Steve Page has expressed interest in the project too. For now, find printable coloring pages on the Teachers & Parents tab of jennahammondauthor.com.

Also find me reading Downward Mule and leading interactive entertainment like children’s yoga at bookstores, children’s places and schools. As a new author, I’m enjoying spending time with audiences both in-person and through Skype.

I have at least five book-related events this month alone, including sharing Downward Mule and movement with more than 100 3rd through 5th graders at UBS in New York City for Take Our Kids to Work Day.

I am hoping to bring the book and my brand of children’s yoga to the small screen in the future, perhaps with a stint on PBS or a show like Sesame Street once time permits or the right person and I connect.

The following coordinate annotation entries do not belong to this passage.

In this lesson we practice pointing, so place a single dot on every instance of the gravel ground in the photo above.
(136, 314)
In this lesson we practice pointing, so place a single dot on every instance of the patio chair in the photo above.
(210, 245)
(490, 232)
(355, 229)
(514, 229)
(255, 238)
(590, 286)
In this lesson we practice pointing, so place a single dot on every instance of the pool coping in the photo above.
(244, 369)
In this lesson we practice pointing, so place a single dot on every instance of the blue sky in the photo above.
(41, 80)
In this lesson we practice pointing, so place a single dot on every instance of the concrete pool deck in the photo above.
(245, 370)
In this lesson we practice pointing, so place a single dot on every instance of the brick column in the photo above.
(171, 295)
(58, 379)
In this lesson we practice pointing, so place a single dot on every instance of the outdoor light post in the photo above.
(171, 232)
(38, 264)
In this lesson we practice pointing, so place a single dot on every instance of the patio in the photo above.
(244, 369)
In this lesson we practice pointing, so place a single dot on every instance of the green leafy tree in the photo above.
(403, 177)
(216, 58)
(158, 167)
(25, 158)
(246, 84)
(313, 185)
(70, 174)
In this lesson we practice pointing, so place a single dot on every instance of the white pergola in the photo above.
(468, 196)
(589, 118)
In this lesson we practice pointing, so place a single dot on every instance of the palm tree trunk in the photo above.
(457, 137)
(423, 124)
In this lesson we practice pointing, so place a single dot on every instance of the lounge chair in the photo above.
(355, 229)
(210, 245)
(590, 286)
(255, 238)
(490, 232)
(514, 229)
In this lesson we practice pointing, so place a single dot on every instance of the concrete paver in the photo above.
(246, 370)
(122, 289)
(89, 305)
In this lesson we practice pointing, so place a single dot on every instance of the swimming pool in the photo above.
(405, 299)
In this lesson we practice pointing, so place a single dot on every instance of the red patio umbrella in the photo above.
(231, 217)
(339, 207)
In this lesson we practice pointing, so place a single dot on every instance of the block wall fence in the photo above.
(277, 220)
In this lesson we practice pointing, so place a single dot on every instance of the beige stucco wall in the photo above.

Stay tuned!

Q: Anything else we should know?

A: I’m an open book with a lot to say and share with the world. But read Downward Mule for a glimpse at what yoga, humor and whimsy offers everyone.

I’ll tell my story or a fictionalized version of it if I ever get around to writing a novel or a self-inspired children’s book. For now I just hope that whether or not you’re mooooved by yoga, be open to falling head over hooves for Sam, Lila and the rest of the barnyard in Downward Mule.